La rapporteuse spéciale de l’ONU pour le logement, Leilani Farha, estime que la Ville de Montréal est sur la bonne voie en matière de logement social, mais qu’elle peut encore faire plus pour l’habitation de manière générale. S’il est un bon début pour s’attaquer à la crise, le règlement «20-20-20» devrait faire l’objet d’améliorations avec le temps, selon elle.
«C’est un premier pas très important pour Montréal, mais quand ce sera implanté et que les promoteurs commenceront à voir les impacts, l’administration pourra envisager de prendre des mesures supplémentaires», explique-t-elle en entrevue à Métro.
Le Règlement pour une métropole mixte, de son nom, est actuellement soumis à une consultation publique. Il comprend, entre autres, l’obligation d’inclure 20% de logements sociaux, 20% de logements abordables et 20% de logements familiaux dans les grands projets résidentiels, avec une certaine modulation de ces seuils selon les secteurs.
«C’est une position courageuse qui doit être applaudie, mais ce n’est pas la seule solution. C’est seulement l’une des stratégies, illustre Mme Farha. Si c’est la seule, nous avons un problème.»
«Tous les gouvernements doivent faire plus pour lutter contre la spéculation. Ce sont eux qui ont laissé la crise prendre de l’ampleur.» -Leilani Farha, rapporteuse spéciale de l’ONU pour le logement
Des seuils basés sur un consensus?
Mme Farha assure qu’elle appuie la démarche de Projet Montréal. Mais elle comprend aussi le fait que les organismes craignent que les seuils de 20% ne reflètent pas les besoins.
«Plusieurs villes dans le monde utilisent ces seuils-là pour quantifier le nombre de nouveaux bâtiments abordables qui devraient être construits.
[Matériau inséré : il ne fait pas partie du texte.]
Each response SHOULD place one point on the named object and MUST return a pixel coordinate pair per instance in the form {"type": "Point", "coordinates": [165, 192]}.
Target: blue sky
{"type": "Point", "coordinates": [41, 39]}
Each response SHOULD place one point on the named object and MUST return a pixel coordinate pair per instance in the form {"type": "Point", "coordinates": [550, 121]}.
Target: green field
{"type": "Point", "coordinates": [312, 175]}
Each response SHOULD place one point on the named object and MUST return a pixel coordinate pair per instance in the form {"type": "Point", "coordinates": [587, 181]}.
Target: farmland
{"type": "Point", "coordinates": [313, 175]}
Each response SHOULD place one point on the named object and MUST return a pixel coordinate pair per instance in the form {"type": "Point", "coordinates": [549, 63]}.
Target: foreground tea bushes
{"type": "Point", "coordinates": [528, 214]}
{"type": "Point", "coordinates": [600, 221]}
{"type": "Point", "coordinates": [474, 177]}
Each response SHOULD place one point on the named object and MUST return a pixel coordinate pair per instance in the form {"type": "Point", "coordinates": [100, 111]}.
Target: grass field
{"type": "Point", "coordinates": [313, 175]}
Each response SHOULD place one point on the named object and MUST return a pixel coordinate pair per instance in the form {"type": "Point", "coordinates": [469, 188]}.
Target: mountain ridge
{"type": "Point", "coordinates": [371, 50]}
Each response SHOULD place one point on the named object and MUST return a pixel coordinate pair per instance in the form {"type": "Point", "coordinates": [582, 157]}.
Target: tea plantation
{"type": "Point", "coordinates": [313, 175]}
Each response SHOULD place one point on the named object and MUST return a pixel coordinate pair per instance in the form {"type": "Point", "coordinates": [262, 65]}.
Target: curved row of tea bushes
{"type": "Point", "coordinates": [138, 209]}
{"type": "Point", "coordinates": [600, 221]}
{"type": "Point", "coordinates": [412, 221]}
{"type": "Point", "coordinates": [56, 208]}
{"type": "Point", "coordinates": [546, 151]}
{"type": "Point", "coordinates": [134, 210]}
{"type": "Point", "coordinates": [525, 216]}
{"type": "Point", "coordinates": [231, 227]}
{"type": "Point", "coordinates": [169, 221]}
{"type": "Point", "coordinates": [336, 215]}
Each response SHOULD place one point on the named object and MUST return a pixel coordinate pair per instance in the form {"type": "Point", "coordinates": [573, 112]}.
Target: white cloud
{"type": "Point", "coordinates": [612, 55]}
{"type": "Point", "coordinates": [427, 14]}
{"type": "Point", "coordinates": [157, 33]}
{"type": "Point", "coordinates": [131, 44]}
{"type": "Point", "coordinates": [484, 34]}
Moi, ce qui m’inquiète, c’est que ce soit partout pareil. Les conditions à Londres, à Dublin ou à Buenos Aires ne sont sûrement pas les mêmes [qu’à Montréal]», considère-t-elle.
Celle qui est aussi directrice de l’organisme Canada sans pauvreté se dit préoccupée par la formation d’un consensus pouvant servir des intérêts d’abord et avant tout privés.
«Le risque, c’est que ce nombre soit établi parce qu’il est la limite acceptable pour les promoteurs. Ça serait une très mauvaise nouvelle. Le logement ne peut se baser sur ce que le marché veut», renchérit-elle.
40% de logements sociaux?
Appelée à réagir, la porte-parole au Front d’action en réaménagement urbain (FRAPRU), Véronique Laflamme, déplore que les objectifs du règlement soient tout simplement «insuffisants» à l’heure actuelle.
«Si on regarde les besoins à Montréal, on constate assez facilement que 20% de logements sociaux, ce n’est pas assez, surtout quand on sait qu’environ 36,5% des ménages consacrent plus du tiers de leurs revenus au loyer. Dans Ville-Marie, la situation est encore plus préoccupante; ce chiffre atteint environ 40%.» -Véronique Laflamme, porte-parole au FRAPRU
L’objectif de la Ville devrait justement être d’imposer aux promoteurs 40% de logements sociaux dans leurs grands projets, soutient le FRAPRU.
«Sinon, on va clairement contribuer à gentrifier certains secteurs, en y attirant majoritairement une population plus aisée que celle qui y habite déjà, observe Mme Laflamme. C’est pour ça qu’on dit que les règlements d’inclusion doivent être basés sur les besoins du milieu d’abord.»
Leilani Farha et les droits humains
Pour l’experte de l’ONU, la Ville de Montréal doit se servir davantage de la notion de «respect des droits humains» pour obtenir du financement gouvernemental en matière de logement abordable.
«Moi, j’irais voir les paliers de gouvernement pour leur dire que s’ils n’assurent pas un niveau adéquat de ressources, ils violeront la loi sur les droits humains internationaux. Partout dans le monde, cela mettrait le statut diplomatique du Québec et du Canada en danger.»
L’experte conseille à la Ville de demander au gouvernement Trudeau «ce que signifie sa nouvelle Politique nationale sur le logement, en termes d’actions concrètes».